The derivative is continuous everywhere; that means that it cannot change signs without going through $0$, by the Intermediate Value Theorem. Since the only places where the derivative is zero are at $x=-1$, $x=0$, and $x=1$, that means that those are the only places where the derivative could, possibly, change signs.
Why do we care about where the derivative could change signs? Because the sign of the derivative tells you whether the original function is increasing or decreasing.

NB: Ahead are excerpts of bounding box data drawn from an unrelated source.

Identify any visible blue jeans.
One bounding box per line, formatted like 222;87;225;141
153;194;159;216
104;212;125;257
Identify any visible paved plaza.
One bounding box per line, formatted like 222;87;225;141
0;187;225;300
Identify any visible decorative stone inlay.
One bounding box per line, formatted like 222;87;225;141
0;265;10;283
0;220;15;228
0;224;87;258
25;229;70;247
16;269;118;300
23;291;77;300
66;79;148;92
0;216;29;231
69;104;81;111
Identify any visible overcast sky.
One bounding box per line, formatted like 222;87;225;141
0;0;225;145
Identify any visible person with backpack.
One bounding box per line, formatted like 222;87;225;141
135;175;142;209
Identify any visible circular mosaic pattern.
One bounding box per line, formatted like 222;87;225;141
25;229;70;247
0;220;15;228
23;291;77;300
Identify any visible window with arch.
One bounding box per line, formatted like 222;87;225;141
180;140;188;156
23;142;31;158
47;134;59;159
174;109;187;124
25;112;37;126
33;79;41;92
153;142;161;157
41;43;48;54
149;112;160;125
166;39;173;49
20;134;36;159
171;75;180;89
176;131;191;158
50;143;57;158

So... what is the sign on the derivative on $(-\infty,-1)$? Plugging in $x=-2$ you get a positive number. Since it cannot change signs on this interval, the derivative must be positive on all of $(-\infty,-1)$. That tells you that the original function, $f(x)$, is increasing on the interval $(-\infty,-1]$ (you get to include $-1$ as well).
To see what happens next, you should determine whether $f'(x)$ is positive or negative on $(-1,0)$; on $(0,1)$, and on $(1,\infty)$. This can be done by either using a "test point", or analyzing the derivative. For example, considering $(-1,0)$. Since $f'(x) =-4x(x^2-1)= -4x(x-1)(x+1)$, if we plug in a negative number for $x$ then $-4x$ will be positive. Because $x$ is between $-1$ and $0$, $x+1$ will be positive. And since $x$ is already negative, $x-1$ will be negative as well. So $f'(x) = -4x(x-1)(x+1)$ will be a product of two positive numbers and a negative number, so $f'(x)$ is negative on $(-1,0)$. That means that $f(x)$ is decreasing on $[-1,0]$.
Now do the same for the remaining intervals of constant sign for the derivative.